アメリカはもはやバイク大国ではないという現実
日本においてもバイク離れが顕著になっていますが、それはアメリカにおいても同じことです。
アメリカといえば日本でも大人気のハーレー・ダビッドソンを擁する国ではありますが、実際のところアメリカ国内でもバイクを乗る習慣は廃れてきています。
日本においてバイクの需要減少に大きな関わりがあるとされているのが少子化による若者人口の減少ですが、それだけでなく若者全体がバイクという乗り物にそれほど興味を持たなくなってきたことも理由の一つです。
アメリカにおいても日本よりは速度は緩やかとはいえ少子化が進んでおり、不景気なども影響してバイクの需要は大きく落ち込んできています。
特徴的なのがハーレー・ダビッドソンといったアメリカのバイクメーカーの製品が急激に失速しているのに対し、ヨーロッパ系のメーカーが少しずつシェアを伸ばしてきていることです。

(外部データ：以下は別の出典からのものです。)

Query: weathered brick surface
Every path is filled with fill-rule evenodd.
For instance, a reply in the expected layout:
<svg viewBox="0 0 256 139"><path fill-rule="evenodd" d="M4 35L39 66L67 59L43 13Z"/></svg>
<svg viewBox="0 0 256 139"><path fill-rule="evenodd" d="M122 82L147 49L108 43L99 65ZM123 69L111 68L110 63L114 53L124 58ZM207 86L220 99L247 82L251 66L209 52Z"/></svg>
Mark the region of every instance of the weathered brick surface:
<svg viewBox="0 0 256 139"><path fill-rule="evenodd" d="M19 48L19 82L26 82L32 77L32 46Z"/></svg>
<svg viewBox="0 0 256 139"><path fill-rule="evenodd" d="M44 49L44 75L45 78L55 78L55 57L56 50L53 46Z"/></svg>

この変化は輸入における規制を近年大幅に緩和する傾向にあるということと、よりコンパクトで性能の高いバイクを選びたいというユーザーが増えてきたことも挙げられます。
ハーレー・ダビッドソンというブランドはもはや通用しない
日本においてハーレー・ダビッドソンが人気があるのは、高度成長期の象徴的な存在であったということによる、絶大なブランド力があるからです。
日本メーカーの大型車と比較して圧倒的な排気量であることや、かなり大作りのボディをしているところが輸入車特有のデザインとして非常に高い評価を受けているのです。
しかしメーカーとしての性能で比較をしたとき、ハーレー・ダビッドソンは決して優秀というわけではありません。
むしろメーカーコンセプトとしてわざわざクラシックバイク風の構造を維持していることから、メンテナンスがしづらく維持にかかるコストが高くなってしまいます。
アメリカにおいてハーレー・ダビッドソン離れが進んでいるのもそうした金銭的な問題があるためで、「ハーレーオーナーになる」ということそのものに価値を感じる人が減少してきています。
広大なアメリカ大陸をバイクで横断するという場合においても、壊れやすいハーレー・ダビッドソンよりもより高性能なドゥカティやBMW、または日本メーカーのバイクを使いたいという人が増加しており、それがアメリカンバイクの不人気へと繋がっているのです。
アメリカ産のものを購入しようという「バイアメリカン」も若い世代に行くほど意識が希薄となっており、必ずしもアメリカ製でなくてはいけないという意識は既に過去のものとなりました。
むしろハーレー・ダビッドソンはアメリカ国内よりも日本での売上を重視しているくらいで、日本の正規代理店では積極的な営業展開やきめ細かいサービスを提供しています。